In UK English chocolates are thought of as sweets but distinct enough from other sweets to need special mention -"a box of sweets" would never be "a box of chocolates". Looks like Welsh has the same distinction.


I'm not from the UK but I've felt this way about chocolate my whole life. Glad I'm not the only one who thinks like this like all my friends say.


I suppose language is the point where social life and individuality meet, and sometimes disagree.


Yes, a sweet is a candy and yes, a chocolate would count as a sweet. I guess there could be a context where 'sweet' would imply 'other than a chocolate'.


"May I have chocolate and sweets" is accepted, but how about "May I have some chocolate and some sweets"?

As regards siocled vs. losin, in a UK context it's normal to make the distinction. I'd reserve "sweets" for the sugary variety. I'd expect to find chocolate in a sweet shop (excellent traditional example in Biwmaris!) but would go to a dedicated shop for the really good stuff. "Gwesty Siocled" anybody?


Being Australian, I was both amused and saddened to discover that 'losin' can't be translated in this course to 'lolly.' :P It's no big thing, just a regional matter, but it made me chuckle.

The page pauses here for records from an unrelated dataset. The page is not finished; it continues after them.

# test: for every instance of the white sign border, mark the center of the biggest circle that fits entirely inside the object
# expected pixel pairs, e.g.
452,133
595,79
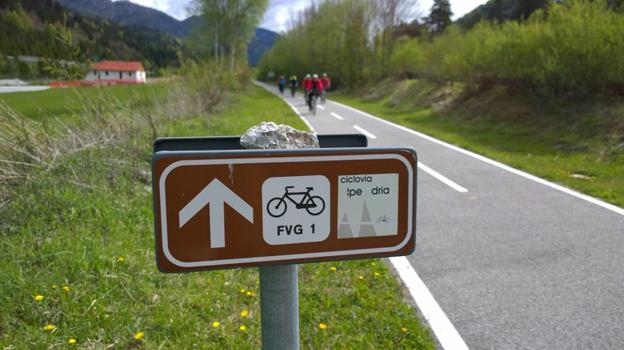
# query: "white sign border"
277,258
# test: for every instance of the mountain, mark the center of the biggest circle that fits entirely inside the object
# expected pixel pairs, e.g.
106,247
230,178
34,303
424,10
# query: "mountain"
129,13
46,29
502,10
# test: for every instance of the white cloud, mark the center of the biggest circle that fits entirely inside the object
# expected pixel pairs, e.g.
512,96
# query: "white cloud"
459,7
280,12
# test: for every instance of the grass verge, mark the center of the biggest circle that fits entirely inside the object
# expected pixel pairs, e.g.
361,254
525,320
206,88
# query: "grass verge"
77,257
65,103
578,145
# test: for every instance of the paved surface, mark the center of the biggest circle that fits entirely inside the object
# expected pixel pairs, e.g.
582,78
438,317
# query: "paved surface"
513,263
7,89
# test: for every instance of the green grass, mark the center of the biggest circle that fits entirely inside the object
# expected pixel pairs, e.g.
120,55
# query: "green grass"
64,103
87,224
545,140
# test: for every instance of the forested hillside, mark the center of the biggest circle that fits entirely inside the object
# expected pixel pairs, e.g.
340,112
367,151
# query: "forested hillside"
128,13
46,29
512,10
574,47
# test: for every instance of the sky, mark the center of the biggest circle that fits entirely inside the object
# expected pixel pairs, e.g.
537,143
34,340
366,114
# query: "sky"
277,17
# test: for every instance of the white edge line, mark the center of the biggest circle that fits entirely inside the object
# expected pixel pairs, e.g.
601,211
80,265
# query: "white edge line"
364,131
335,115
441,326
452,184
524,174
307,123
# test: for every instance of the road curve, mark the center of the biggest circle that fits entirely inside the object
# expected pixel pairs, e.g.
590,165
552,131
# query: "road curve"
515,262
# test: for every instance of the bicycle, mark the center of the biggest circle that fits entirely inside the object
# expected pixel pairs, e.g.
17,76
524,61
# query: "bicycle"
314,205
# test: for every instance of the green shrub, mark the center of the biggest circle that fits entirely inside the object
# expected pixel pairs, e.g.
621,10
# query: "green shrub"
576,47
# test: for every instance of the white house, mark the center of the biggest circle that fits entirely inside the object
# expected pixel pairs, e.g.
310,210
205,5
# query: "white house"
116,72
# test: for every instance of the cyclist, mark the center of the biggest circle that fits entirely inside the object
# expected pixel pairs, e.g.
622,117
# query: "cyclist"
316,89
294,84
307,87
326,85
281,83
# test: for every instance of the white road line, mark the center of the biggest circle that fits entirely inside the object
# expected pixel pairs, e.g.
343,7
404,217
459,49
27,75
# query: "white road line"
442,178
307,123
336,116
365,132
526,175
438,321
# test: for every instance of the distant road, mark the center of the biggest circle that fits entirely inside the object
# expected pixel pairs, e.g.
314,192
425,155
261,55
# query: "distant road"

Yes. Unlike British English, Australian and New Zealand English use "lolly" to mean any sweets, while the British prefer to use it to mean money, lollipop and icy pole.


Why Do I Always Hear "A Losin" As A Weird Pronounciation Of "Allison"?


I think every Allison I've known has been sweetly dispositioned!


I’m sure my grandchildren wrote this.


Exactly what i put, but I was corrected!!!! You have a typo. May I have chocolate & sweets?